All manifests, ApplicationSets, and configuration used in this series are available in the companion GitHub repository

🎯 What We’re Building in Part 4

By the end of this part, you will have:

  • A multi‑environment GitOps structure
  • A clean separation between:
    • Platform components (cert-manager, OTel Operator, Collector)
    • Application workloads (demo-dotnet)
  • A split ApplicationSet model:
    • One ApplicationSet for Helm‑based platform components
    • One ApplicationSet for plain‑YAML platform components
    • One ApplicationSet for application workloads
  • Matrix generators that produce environment named instances e.g. dev-cert-manager, dev-collector, dev-demo-dotnet, if another environment was added e.g. staging then they would be staging-cert-manager, staging-collector, staging-demo-dotnet
  • Sync waves to enforce deterministic ordering
  • Namespace isolation per environment
  • Environment‑specific overrides via environments/{{.environment}}/values/

This is the architecture used by real platform teams running GitOps at scale.

📁 Repository Structure

A clean repo structure makes GitOps easier.

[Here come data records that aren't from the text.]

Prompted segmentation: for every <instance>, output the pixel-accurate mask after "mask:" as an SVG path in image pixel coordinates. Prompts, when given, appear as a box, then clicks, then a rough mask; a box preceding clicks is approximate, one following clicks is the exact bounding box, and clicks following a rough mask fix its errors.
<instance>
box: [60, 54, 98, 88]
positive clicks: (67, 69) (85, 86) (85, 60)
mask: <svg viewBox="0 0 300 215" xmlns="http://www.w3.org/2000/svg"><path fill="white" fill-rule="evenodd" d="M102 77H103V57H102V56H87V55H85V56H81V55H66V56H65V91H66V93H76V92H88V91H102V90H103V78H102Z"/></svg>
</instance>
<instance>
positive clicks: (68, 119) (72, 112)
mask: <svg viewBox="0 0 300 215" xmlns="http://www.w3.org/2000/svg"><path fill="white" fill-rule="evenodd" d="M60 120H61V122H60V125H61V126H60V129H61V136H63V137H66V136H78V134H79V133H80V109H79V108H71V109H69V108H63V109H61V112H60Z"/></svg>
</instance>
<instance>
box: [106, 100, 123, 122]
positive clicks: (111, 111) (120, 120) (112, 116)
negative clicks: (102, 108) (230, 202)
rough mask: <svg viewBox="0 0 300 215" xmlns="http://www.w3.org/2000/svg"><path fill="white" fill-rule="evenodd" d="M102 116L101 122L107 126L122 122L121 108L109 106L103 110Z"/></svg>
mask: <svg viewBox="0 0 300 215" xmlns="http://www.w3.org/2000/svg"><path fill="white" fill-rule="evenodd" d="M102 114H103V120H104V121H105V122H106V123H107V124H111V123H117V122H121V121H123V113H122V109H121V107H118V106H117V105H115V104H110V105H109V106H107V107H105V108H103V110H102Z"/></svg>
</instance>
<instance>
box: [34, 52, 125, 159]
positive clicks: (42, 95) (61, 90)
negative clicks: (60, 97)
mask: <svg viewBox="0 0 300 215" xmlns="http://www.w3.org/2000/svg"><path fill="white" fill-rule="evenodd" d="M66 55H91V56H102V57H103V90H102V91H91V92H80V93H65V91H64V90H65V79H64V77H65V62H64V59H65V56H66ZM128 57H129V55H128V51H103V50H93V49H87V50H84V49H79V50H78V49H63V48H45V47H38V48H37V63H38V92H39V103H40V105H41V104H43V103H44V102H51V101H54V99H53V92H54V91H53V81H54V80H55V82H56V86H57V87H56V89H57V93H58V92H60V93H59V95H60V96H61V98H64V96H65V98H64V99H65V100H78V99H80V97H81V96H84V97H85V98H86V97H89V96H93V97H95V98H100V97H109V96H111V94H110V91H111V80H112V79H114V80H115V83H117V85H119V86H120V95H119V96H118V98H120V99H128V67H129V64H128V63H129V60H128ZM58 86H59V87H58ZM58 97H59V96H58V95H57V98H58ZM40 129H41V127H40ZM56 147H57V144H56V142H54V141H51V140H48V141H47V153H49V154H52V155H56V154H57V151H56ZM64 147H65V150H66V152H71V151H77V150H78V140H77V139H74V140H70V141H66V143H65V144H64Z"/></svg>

This series uses:

argocd/
  app-of-apps.yaml
  applicationset-platform-helm.yaml
  applicationset-platform.yaml
  applicationset-apps.yaml

platform/
  cert-manager/
  opentelemetry-operator/
  collector/

apps/
  demo-dotnet/

environments/
  dev/
    values/
      platform-values.yaml
      apps-values.yaml

This structure is intentionally simple, scalable, and DRY.

🌱 The App-of-Apps Root

Argo CD starts with a single root Application:

apiVersion: argoproj.io/v1alpha1
kind: Application
metadata:
  name: root
  namespace: argocd
spec:
  project: default
  source:
    repoURL: https://github.com/<your-repo>
    targetRevision: main
    path: argocd
  destination:
    server: https://kubernetes.default.svc
    namespace: argocd
  syncPolicy:
    automated:
      prune: false
      selfHeal: false
    syncOptions:
      - CreateNamespace=true
      - PruneLast=true

This Application discovers and applies all ApplicationSets inside argocd/.

🏗️ Splitting Platform Components:

Not all platform components are created equal:

  • cert-manager → Helm chart
  • opentelemetry-operator → Helm chart
  • collector → plain YAML

Trying to force everything through Helm creates errors and unnecessary complexity.
So we split the platform into two ApplicationSets:

1. applicationset-platform-helm.yaml

Manages cert-manager + OTel Operator.

2. applicationset-platform.yaml

Manages the Collector.

This keeps the repo clean and avoids Helm‑related errors

🧬 Matrix Generators: env × component

Each ApplicationSet uses a matrix generator:

  • One list defines environments (dev, staging, prod)
  • One list defines components (e.g., cert-manager, operator, collector)

This series includes only a dev environment, but the structure supports adding staging and prod with no additional changes

Argo CD multiplies them:

(dev × cert-manager)
(dev × operator)
(dev × collector)
(staging × cert-manager)
...

This produces a clean, predictable set of Applications per environment.

⏱️ Sync Waves: Ordering Matters

Platform components must deploy in the correct order:

WaveComponent
0cert-manager, opentelemetry-operator
1collector
3workloads

This ensures:

  • CRDs exist before the Operator starts
  • The Collector exists before workloads send telemetry
  • Workloads deploy last

🌍 Environment-Specific Overrides

Each environment has its own values e.g.

environments/dev/values/platform-values.yaml
environments/staging/values/platform-values.yaml
environments/prod/values/platform-values.yaml

Only dev is included in this series, but the pattern scales to additional environments easily.

This keeps platform definitions DRY while allowing environment‑specific behaviour.

🚀 The Result

By the end of Part 4, you have:

  • A fully declarative, multi‑environment GitOps architecture
  • Clean separation of platform vs apps
  • Deterministic ordering via sync waves
  • Environment‑specific overrides
  • Namespace isolation
  • A scalable pattern for adding new apps or environments

This is the foundation for everything that follows in the series.